A token is the basic unit of text that AI language models process. Tokens are not exactly words — they are chunks of characters determined by the model tokenizer. In English, one token is roughly 4 characters or about 3/4 of a word. Common words like "the" are one token, while longer or rare words may be split into multiple tokens.
Are token counts the same across all AI models?
No. GPT models use the tiktoken tokenizer (cl100k_base for GPT-4/3.5). Claude and Gemini use their own tokenizers which produce slightly different counts for the same text. This tool uses the GPT tokenizer for exact counts and applies a small approximation multiplier for Claude and Gemini.
Is my text sent to any server?
No. All tokenization runs entirely in your browser using the gpt-tokenizer JavaScript package. Your text never leaves your device.

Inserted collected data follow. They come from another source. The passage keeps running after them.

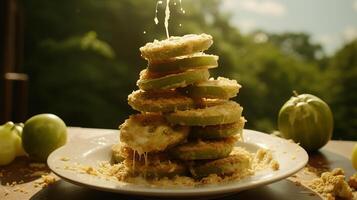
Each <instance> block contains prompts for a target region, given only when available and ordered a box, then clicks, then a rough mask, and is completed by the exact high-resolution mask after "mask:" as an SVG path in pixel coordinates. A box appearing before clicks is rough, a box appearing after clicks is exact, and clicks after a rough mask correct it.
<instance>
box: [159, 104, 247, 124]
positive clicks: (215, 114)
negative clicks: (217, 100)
mask: <svg viewBox="0 0 357 200" xmlns="http://www.w3.org/2000/svg"><path fill="white" fill-rule="evenodd" d="M242 111H243V108H242V107H241V106H240V105H239V104H238V103H236V102H234V101H228V102H226V103H223V104H220V105H216V106H211V107H207V108H203V109H192V110H185V111H177V112H175V113H170V114H167V115H165V117H166V119H167V120H168V121H169V122H170V123H172V124H180V125H187V126H209V125H220V124H230V123H234V122H237V121H239V120H240V117H241V114H242Z"/></svg>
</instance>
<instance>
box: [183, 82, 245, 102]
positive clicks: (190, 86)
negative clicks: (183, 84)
mask: <svg viewBox="0 0 357 200" xmlns="http://www.w3.org/2000/svg"><path fill="white" fill-rule="evenodd" d="M240 88H241V86H240V85H239V84H238V83H237V81H236V80H229V79H227V78H223V77H218V78H217V79H216V80H214V79H209V80H207V81H204V82H200V83H197V84H194V85H191V86H189V87H187V88H186V93H187V94H188V96H190V97H192V98H212V99H214V98H218V99H230V98H232V97H235V96H237V94H238V92H239V89H240Z"/></svg>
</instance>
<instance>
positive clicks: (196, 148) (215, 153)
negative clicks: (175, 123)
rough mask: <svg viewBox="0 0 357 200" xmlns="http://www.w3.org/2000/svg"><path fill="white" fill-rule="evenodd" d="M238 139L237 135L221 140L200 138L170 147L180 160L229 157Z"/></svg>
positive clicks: (193, 159)
mask: <svg viewBox="0 0 357 200" xmlns="http://www.w3.org/2000/svg"><path fill="white" fill-rule="evenodd" d="M236 141H237V139H236V138H235V137H229V138H224V139H220V140H204V141H203V140H202V141H201V140H198V141H193V142H188V143H185V144H181V145H178V146H175V147H173V148H172V149H170V154H171V155H172V156H173V157H175V158H177V159H180V160H207V159H218V158H224V157H227V156H228V155H229V154H230V153H231V152H232V150H233V147H234V144H235V142H236Z"/></svg>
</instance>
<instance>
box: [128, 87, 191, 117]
mask: <svg viewBox="0 0 357 200" xmlns="http://www.w3.org/2000/svg"><path fill="white" fill-rule="evenodd" d="M128 103H129V105H130V106H131V107H132V108H133V109H135V110H138V111H140V112H174V111H177V110H188V109H192V108H194V107H195V103H194V101H193V99H191V98H190V97H187V96H184V95H182V94H180V93H179V92H176V91H174V90H167V91H166V90H165V91H161V92H160V91H159V92H156V91H155V92H154V91H149V92H145V91H142V90H137V91H134V92H133V93H131V94H130V95H129V96H128Z"/></svg>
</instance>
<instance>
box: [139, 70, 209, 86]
mask: <svg viewBox="0 0 357 200" xmlns="http://www.w3.org/2000/svg"><path fill="white" fill-rule="evenodd" d="M147 73H148V72H147V70H143V71H142V72H141V73H140V79H139V80H138V82H137V85H138V87H139V88H140V89H142V90H145V91H149V90H168V89H174V88H179V87H186V86H188V85H191V84H194V83H197V82H201V81H205V80H207V79H208V78H209V72H208V70H207V69H200V70H189V71H184V72H181V73H177V74H169V75H166V76H162V77H157V78H156V77H155V78H150V76H148V75H147Z"/></svg>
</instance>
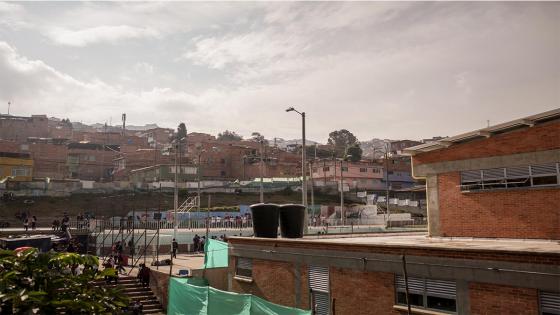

Why does the token count matter for API costs?
OpenAI, Anthropic, and Google charge per token — both for input (your prompt) and output (the model response). Knowing your token count lets you estimate costs accurately. For example, GPT-4o charges $5 per 1 million input tokens, so a 1,000-token prompt costs $0.005 per API call.
What is a context window?
The context window is the maximum number of tokens a model can process in a single request, including both your input and the model output. GPT-4o has a 128K token context window, Claude 3.5 Sonnet has 200K, and Gemini 1.5 Pro has 1 million tokens.